Une fille calcinée, deux blessés dont un grièvement et dix maisons réduites en cendre. C’est le bilan d’un incendie causé par un camion titan chargé de bidons d’essence frelatée et…

Grave incendie à Porto-Novo : L’essence frelatée fait un mort, deux blessés et d’énormes dégâts matériels

Grave incendie à Porto-Novo : L’essence frelatée fait un mort, deux blessés et d’énormes dégâts matériels

Une fille calcinée, deux blessés dont un grièvement et dix maisons réduites en cendre. C’est le bilan d’un incendie causé par un camion titan chargé de bidons d’essence frelatée et qui s’est renversé dans le quartier de Louho, situé dans le 5earrondissement de Porto-Novo, au petit matin de ce mercredi 4 octobre.

Le quartier de Louho dans le 5e arrondissement de Porto-Novo est dans la tristesse. Il est sous le choc d’un grave incendie qui s’est produit au petit matin de ce mercredi 4 octobre. Le feu n’a rien laissé sur son passage. Le bilan, lourd, fait état d’une fille de 14 ans calcinée, deux blessés dont un brûlé au second degré, tous des apprentis du chauffeur du camion actuellement en fuite, et dix maisons carbonisées avec tout leur contenu dont des ateliers et des boutiques. L’incendie n’a pas épargné les installations de la Société béninoise d’énergie électrique (Sbee). Un poteau électrique fait en bois et des câbles de la Sbee ont brûlé complètement, perturbant pendant plusieurs heures la fourniture de l’énergie électrique dans cette zone.

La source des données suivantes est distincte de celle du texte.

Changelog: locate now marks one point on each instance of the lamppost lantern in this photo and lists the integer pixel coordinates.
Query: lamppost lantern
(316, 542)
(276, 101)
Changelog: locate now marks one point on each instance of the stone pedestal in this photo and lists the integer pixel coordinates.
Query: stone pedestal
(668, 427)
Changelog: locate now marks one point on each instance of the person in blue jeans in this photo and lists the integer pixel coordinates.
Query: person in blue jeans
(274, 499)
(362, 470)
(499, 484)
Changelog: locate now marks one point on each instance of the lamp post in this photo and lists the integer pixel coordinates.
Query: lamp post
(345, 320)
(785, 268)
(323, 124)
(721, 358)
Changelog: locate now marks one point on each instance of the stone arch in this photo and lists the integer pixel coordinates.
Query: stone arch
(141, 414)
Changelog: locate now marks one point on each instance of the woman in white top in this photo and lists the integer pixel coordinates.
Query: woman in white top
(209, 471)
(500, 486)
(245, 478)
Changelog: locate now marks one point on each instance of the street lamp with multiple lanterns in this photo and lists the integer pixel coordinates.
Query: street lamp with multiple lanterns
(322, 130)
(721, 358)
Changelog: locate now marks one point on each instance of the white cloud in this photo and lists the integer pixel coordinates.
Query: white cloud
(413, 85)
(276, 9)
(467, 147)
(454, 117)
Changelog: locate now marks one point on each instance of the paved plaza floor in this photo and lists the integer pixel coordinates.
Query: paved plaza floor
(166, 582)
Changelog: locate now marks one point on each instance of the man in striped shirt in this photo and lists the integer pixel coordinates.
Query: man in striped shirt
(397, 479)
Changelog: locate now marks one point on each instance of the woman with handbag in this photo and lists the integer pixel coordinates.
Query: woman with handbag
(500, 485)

Tout rentrera dans l’ordre dans l’après-midi d’hier après l’intervention de l’équipe technique de la Sbee.
Par rapport à l’origine de l’incendie, tous les témoins sont unanimes. Le feu a été occasionné par un gros porteur chargé de plusieurs dizaines de bidons d’essence frelatée communément appelée « kpayo ». Les témoins parlent d’un chargement de 30 000 litres d’essence de contrebande destinée au marché informel de Cotonou et environs via la lagune de Porto-Novo. Les bidons d’essence devraient être déposés au niveau de la lagune de Porto-Novo du côté de Louho avant d’être récupérés par la suite par les piroguiers en destination de Cotonou. Un circuit habituel connu de tous les habitants du quartier. Mais ce mercredi 4 octobre, tout a viré au cauchemar pour eux.
Selon des témoignages recueillis sur place, le gros porteur a eu une panne technique, son ressort amortisseur au niveau de la remorque aurait cédé. Ayant perdu l’équilibre, le camion s’est renversé avec tout son contenu en pleine agglomération à quelques encablures de la lagune de Louho. Cette chute a été suivie quelques instants après, racontent les témoins, d’une grande explosion des bidons d’essence. Le feu va envahir toute la zone en consumant tout sur son passage. Le ruissellement de l’essence renversée a accéléré la propagation des flammes qui ont réduit en cendre dix paquets de maisons ainsi que des boutiques et ateliers.

Triste sort !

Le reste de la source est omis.